A key message was that ISAC could become a remote, all-weather monitoring capability. Unlike cameras, radio-based sensing may work in poor visibility or where lighting conditions are not ideal. Unlike dedicated sensors, ISAC has the potential to use infrastructure that is already part of the communications system. Of course, this does not remove the technical challenges. The system still needs high-quality measurements, robust algorithms, good calibration and careful interpretation of multipath and reflections.

The Q&A also highlighted the value of shared datasets. Several speakers referred to the importance of making measurement data available, either for localisation, ray tracing validation or ISAC reconstruction. This is a crucial point for the wider 6G research community. Without shared datasets and reproducible test environments, it becomes difficult to compare algorithms, validate claims or understand how well a solution generalises beyond a specific laboratory setup.

Taken together, the four talks showed that network intelligence in 6G is not a single technology. It is a combination of AI models, sensing capabilities, radio environment understanding, digital representations, orchestration, benchmarking and lifecycle management. It also requires a stronger connection between communications theory, machine learning, signal processing, software infrastructure and practical measurement campaigns.

For me, the most important takeaway was that 6G experimentation needs to become more systematic. We need testbeds, but also benchmarking frameworks. We need AI models, but also model lifecycle management. We need ray tracing, but also calibrated environments and material data. We need ISAC demonstrations, but also datasets and reproducibility. We need digital twins, but also a clear understanding of what is being twinned, at what fidelity, and for which decision-making purpose.

This is why one6G Working Group 4’s focus on testing, proof of concepts and verification is timely.
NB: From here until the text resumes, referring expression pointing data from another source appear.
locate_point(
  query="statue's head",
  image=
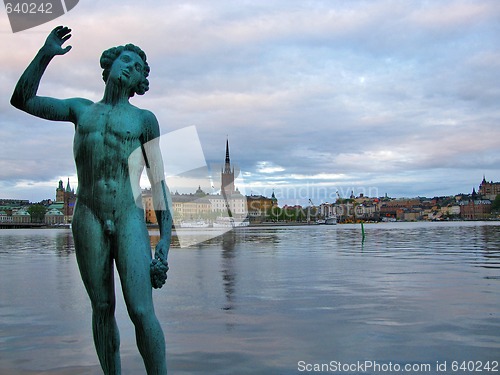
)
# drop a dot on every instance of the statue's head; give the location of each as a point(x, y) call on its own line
point(110, 55)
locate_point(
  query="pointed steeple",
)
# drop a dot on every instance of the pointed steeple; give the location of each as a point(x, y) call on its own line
point(227, 164)
point(227, 176)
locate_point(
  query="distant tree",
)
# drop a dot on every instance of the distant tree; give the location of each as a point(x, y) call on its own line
point(495, 206)
point(37, 212)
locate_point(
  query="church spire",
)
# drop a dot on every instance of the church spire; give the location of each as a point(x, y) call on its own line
point(227, 165)
point(227, 177)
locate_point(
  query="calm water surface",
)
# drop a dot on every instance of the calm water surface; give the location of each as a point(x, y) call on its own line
point(259, 300)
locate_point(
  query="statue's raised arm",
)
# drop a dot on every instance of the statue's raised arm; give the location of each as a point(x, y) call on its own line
point(25, 94)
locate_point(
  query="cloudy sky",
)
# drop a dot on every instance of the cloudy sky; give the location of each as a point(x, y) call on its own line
point(316, 97)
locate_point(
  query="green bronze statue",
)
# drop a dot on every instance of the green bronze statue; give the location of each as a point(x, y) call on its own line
point(108, 226)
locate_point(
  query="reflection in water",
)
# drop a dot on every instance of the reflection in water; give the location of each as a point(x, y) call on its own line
point(258, 300)
point(228, 271)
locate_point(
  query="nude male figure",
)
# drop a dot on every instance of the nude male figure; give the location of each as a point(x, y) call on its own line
point(108, 227)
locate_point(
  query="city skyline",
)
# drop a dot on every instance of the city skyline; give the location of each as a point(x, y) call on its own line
point(316, 97)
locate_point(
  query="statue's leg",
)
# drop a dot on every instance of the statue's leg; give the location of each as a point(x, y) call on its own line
point(93, 253)
point(133, 261)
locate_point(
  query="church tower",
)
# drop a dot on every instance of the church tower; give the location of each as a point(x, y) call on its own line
point(227, 176)
point(60, 192)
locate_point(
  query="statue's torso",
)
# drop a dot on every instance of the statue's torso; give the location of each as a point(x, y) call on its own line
point(104, 139)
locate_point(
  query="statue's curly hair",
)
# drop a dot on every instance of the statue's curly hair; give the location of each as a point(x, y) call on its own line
point(111, 54)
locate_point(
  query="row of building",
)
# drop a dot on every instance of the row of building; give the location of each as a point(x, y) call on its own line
point(474, 206)
point(229, 202)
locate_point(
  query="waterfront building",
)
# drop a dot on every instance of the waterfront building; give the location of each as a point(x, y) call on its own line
point(21, 216)
point(65, 201)
point(54, 217)
point(489, 190)
point(259, 206)
point(5, 218)
point(475, 209)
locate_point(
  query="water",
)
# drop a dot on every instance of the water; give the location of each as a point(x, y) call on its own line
point(265, 300)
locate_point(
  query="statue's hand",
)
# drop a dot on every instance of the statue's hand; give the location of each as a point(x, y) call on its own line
point(159, 265)
point(53, 43)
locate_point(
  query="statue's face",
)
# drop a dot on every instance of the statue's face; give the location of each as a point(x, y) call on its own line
point(127, 69)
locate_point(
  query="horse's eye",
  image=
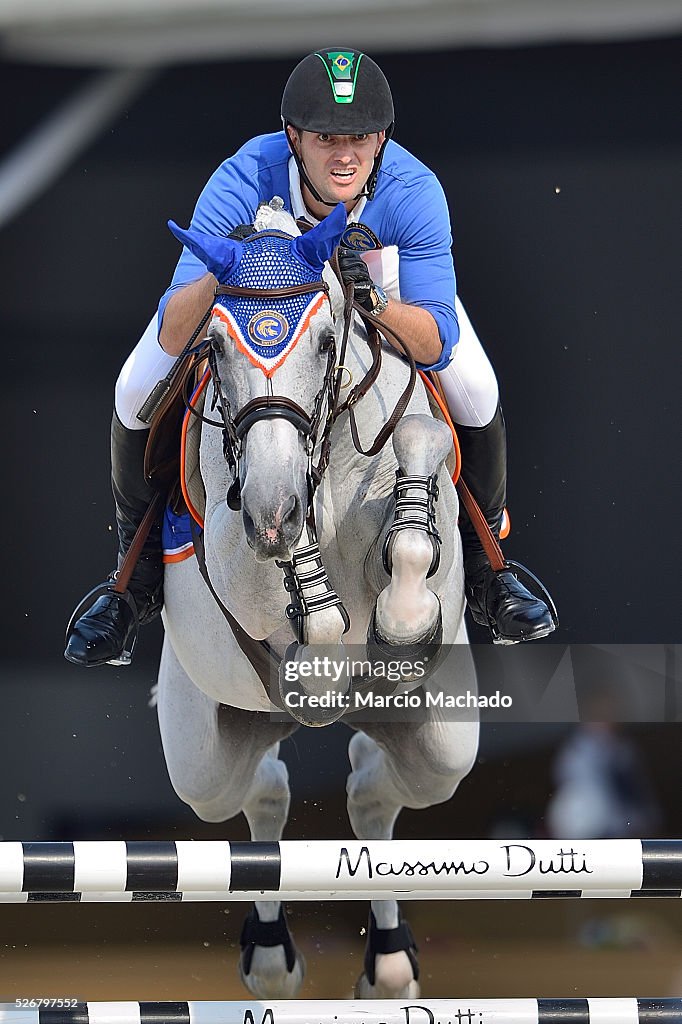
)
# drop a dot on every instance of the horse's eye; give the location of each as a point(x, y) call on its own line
point(327, 341)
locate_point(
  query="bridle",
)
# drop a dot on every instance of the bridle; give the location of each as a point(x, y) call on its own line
point(315, 433)
point(304, 574)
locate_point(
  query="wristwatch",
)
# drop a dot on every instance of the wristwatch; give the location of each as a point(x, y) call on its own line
point(379, 300)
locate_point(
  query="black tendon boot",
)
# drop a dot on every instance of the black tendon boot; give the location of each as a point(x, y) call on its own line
point(108, 631)
point(497, 599)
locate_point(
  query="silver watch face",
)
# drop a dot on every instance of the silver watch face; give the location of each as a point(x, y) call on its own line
point(380, 300)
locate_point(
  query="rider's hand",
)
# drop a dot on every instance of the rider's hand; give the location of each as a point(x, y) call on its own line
point(353, 269)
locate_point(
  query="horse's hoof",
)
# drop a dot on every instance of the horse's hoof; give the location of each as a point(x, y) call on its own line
point(391, 969)
point(390, 983)
point(270, 966)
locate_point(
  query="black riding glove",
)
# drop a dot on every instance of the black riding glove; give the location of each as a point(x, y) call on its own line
point(353, 270)
point(242, 231)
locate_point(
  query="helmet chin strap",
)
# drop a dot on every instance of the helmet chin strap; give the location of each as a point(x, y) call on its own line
point(370, 184)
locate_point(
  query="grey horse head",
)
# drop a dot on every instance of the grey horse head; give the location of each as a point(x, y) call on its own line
point(271, 345)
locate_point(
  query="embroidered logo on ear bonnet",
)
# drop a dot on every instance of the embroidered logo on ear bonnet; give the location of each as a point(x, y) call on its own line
point(264, 335)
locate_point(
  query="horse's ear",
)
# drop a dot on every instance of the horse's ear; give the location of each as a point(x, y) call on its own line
point(220, 256)
point(316, 246)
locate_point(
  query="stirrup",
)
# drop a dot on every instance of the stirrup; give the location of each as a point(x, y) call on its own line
point(537, 588)
point(86, 603)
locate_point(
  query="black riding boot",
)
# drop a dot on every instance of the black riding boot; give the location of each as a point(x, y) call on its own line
point(107, 633)
point(497, 599)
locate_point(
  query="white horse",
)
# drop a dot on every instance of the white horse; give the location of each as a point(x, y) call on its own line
point(220, 742)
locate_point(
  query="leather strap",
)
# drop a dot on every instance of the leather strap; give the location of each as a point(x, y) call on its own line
point(479, 522)
point(135, 549)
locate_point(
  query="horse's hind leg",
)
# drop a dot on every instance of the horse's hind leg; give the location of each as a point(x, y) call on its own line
point(222, 761)
point(402, 766)
point(270, 965)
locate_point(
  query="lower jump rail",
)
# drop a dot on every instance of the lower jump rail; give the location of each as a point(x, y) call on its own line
point(569, 1011)
point(340, 866)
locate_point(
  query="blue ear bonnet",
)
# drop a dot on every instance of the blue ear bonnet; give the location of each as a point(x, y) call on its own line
point(268, 328)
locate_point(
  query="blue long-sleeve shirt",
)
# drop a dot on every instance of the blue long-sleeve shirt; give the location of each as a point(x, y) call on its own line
point(408, 215)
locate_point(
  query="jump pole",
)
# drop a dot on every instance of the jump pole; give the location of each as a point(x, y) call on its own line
point(356, 869)
point(569, 1011)
point(144, 898)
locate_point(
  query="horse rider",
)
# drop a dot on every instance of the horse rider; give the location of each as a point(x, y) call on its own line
point(336, 145)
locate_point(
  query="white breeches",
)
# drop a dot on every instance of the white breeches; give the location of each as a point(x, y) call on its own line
point(146, 365)
point(469, 381)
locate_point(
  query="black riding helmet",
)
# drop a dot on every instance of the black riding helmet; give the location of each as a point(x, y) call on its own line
point(342, 92)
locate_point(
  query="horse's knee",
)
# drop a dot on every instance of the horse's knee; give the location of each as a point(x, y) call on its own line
point(412, 552)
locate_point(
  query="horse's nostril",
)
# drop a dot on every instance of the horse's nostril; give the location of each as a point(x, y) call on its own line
point(249, 526)
point(289, 508)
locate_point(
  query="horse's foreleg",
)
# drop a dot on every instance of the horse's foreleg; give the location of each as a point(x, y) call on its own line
point(270, 966)
point(221, 761)
point(374, 804)
point(397, 766)
point(407, 610)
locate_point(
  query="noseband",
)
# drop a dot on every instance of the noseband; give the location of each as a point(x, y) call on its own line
point(269, 407)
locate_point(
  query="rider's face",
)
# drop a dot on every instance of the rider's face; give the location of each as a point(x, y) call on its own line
point(338, 165)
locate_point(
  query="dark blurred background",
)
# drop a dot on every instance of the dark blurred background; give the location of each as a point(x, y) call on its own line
point(561, 164)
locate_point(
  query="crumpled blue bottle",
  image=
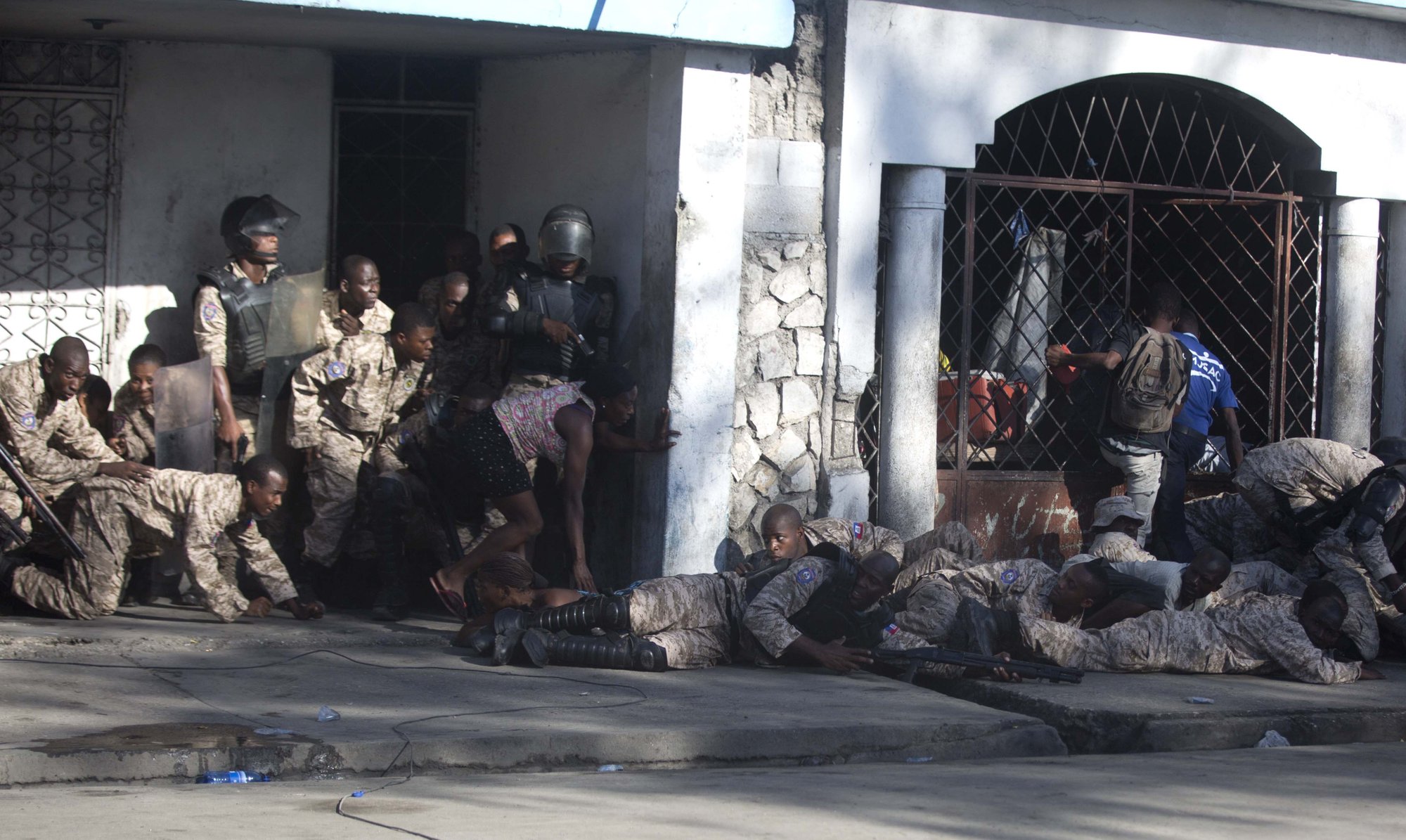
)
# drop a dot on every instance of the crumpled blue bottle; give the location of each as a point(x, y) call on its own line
point(231, 777)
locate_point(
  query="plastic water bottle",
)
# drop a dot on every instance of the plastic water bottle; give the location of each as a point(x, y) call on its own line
point(231, 777)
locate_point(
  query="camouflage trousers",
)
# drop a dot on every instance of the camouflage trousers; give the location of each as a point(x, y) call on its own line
point(948, 547)
point(931, 610)
point(105, 519)
point(1152, 642)
point(333, 486)
point(694, 617)
point(1369, 606)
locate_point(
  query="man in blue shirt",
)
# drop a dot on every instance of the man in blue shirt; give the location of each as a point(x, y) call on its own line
point(1210, 392)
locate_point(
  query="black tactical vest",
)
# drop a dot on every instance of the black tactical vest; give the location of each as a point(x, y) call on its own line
point(247, 312)
point(569, 301)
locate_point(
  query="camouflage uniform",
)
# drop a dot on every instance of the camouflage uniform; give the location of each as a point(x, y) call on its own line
point(929, 607)
point(857, 538)
point(342, 401)
point(768, 614)
point(1258, 576)
point(1290, 481)
point(134, 423)
point(1230, 524)
point(51, 440)
point(1256, 635)
point(697, 619)
point(176, 508)
point(1120, 548)
point(213, 342)
point(378, 319)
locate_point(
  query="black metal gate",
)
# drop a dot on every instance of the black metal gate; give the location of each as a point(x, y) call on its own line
point(1089, 195)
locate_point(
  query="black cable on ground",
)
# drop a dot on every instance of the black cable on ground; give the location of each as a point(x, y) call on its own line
point(396, 728)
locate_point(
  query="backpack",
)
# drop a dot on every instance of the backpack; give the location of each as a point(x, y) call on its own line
point(1149, 384)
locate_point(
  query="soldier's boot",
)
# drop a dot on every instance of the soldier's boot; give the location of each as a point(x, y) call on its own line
point(621, 651)
point(982, 630)
point(608, 613)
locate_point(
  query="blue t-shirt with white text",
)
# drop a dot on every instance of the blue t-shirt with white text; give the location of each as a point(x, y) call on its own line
point(1210, 389)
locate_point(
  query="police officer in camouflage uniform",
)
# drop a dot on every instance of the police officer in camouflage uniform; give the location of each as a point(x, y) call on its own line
point(342, 401)
point(233, 306)
point(1255, 635)
point(788, 537)
point(188, 509)
point(557, 316)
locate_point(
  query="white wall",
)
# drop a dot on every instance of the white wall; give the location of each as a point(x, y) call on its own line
point(569, 129)
point(924, 83)
point(203, 124)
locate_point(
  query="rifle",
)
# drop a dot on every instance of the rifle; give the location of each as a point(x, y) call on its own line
point(41, 509)
point(1034, 671)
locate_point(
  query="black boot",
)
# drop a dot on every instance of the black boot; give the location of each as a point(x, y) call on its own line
point(982, 630)
point(622, 652)
point(607, 613)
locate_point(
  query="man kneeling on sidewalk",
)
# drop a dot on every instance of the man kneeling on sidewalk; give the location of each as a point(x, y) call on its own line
point(175, 506)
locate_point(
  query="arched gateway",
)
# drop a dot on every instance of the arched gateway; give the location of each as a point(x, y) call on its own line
point(1086, 197)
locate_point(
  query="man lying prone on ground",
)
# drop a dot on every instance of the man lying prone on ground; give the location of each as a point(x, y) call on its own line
point(1255, 635)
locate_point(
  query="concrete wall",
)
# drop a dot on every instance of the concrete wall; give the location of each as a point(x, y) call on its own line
point(203, 124)
point(569, 129)
point(778, 420)
point(924, 82)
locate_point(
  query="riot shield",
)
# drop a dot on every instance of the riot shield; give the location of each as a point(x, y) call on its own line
point(293, 336)
point(185, 418)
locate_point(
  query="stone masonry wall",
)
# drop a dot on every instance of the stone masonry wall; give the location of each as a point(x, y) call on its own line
point(777, 436)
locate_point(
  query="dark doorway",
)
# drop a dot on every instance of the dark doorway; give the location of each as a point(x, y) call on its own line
point(404, 159)
point(1086, 197)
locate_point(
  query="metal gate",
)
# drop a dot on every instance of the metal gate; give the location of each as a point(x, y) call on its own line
point(1054, 250)
point(58, 114)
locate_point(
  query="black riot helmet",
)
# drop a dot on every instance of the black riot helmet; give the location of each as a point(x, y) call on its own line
point(248, 217)
point(1391, 450)
point(566, 235)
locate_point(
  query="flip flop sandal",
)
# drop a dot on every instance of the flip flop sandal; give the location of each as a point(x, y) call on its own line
point(453, 602)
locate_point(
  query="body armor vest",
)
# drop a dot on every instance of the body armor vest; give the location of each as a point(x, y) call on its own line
point(247, 314)
point(569, 301)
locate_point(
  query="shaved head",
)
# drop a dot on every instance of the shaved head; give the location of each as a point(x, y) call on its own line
point(781, 516)
point(71, 350)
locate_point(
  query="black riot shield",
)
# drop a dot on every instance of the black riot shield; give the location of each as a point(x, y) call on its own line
point(293, 336)
point(185, 418)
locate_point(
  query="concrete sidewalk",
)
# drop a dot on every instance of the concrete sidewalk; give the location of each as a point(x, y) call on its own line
point(1152, 713)
point(168, 628)
point(438, 710)
point(1346, 791)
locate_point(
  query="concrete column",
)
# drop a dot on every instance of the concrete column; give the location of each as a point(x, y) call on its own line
point(909, 412)
point(691, 287)
point(1394, 350)
point(1352, 314)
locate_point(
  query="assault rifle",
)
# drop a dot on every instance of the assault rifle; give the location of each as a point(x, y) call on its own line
point(915, 657)
point(41, 510)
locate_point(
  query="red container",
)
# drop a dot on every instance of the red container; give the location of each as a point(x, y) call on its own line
point(996, 408)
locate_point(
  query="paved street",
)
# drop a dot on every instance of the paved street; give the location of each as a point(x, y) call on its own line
point(1345, 791)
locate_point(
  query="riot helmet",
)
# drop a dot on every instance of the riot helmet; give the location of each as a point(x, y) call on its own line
point(566, 235)
point(1391, 450)
point(248, 217)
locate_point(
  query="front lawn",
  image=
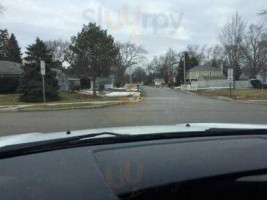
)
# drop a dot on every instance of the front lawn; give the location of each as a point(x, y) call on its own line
point(65, 97)
point(238, 94)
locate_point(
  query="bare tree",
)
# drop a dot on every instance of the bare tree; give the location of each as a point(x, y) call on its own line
point(231, 37)
point(171, 65)
point(255, 49)
point(197, 52)
point(130, 55)
point(59, 49)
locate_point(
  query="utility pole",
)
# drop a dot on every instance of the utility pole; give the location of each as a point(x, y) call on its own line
point(184, 70)
point(42, 67)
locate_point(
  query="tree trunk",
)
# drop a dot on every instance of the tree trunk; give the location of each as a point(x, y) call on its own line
point(94, 87)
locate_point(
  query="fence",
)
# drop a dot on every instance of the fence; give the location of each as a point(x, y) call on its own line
point(214, 84)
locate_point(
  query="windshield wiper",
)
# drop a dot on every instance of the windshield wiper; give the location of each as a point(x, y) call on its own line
point(95, 139)
point(42, 146)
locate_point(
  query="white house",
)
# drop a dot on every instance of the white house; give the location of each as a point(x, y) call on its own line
point(262, 76)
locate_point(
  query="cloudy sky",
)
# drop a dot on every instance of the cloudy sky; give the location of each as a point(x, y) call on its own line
point(156, 24)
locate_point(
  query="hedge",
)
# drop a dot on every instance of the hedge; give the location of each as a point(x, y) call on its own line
point(9, 85)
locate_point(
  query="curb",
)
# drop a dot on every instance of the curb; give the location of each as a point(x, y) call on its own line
point(70, 108)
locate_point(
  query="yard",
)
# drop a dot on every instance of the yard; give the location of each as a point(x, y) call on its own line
point(238, 94)
point(66, 97)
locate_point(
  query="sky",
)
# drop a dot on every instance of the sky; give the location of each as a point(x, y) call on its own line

As 6G moves from research vision to technical specification, the community will need more than attractive concepts. It will need evidence that these technologies can work together, scale, remain energy efficient and deliver reliable performance in realistic environments.

The lecture is well worth watching, especially for anyone interested in the practical side of AI-native 6G, localisation, sensing, ray tracing and ISAC. It shows that the journey toward network intelligence is not just about making networks smarter. It is also about making the methods used to evaluate that intelligence smarter, more transparent and more repeatable.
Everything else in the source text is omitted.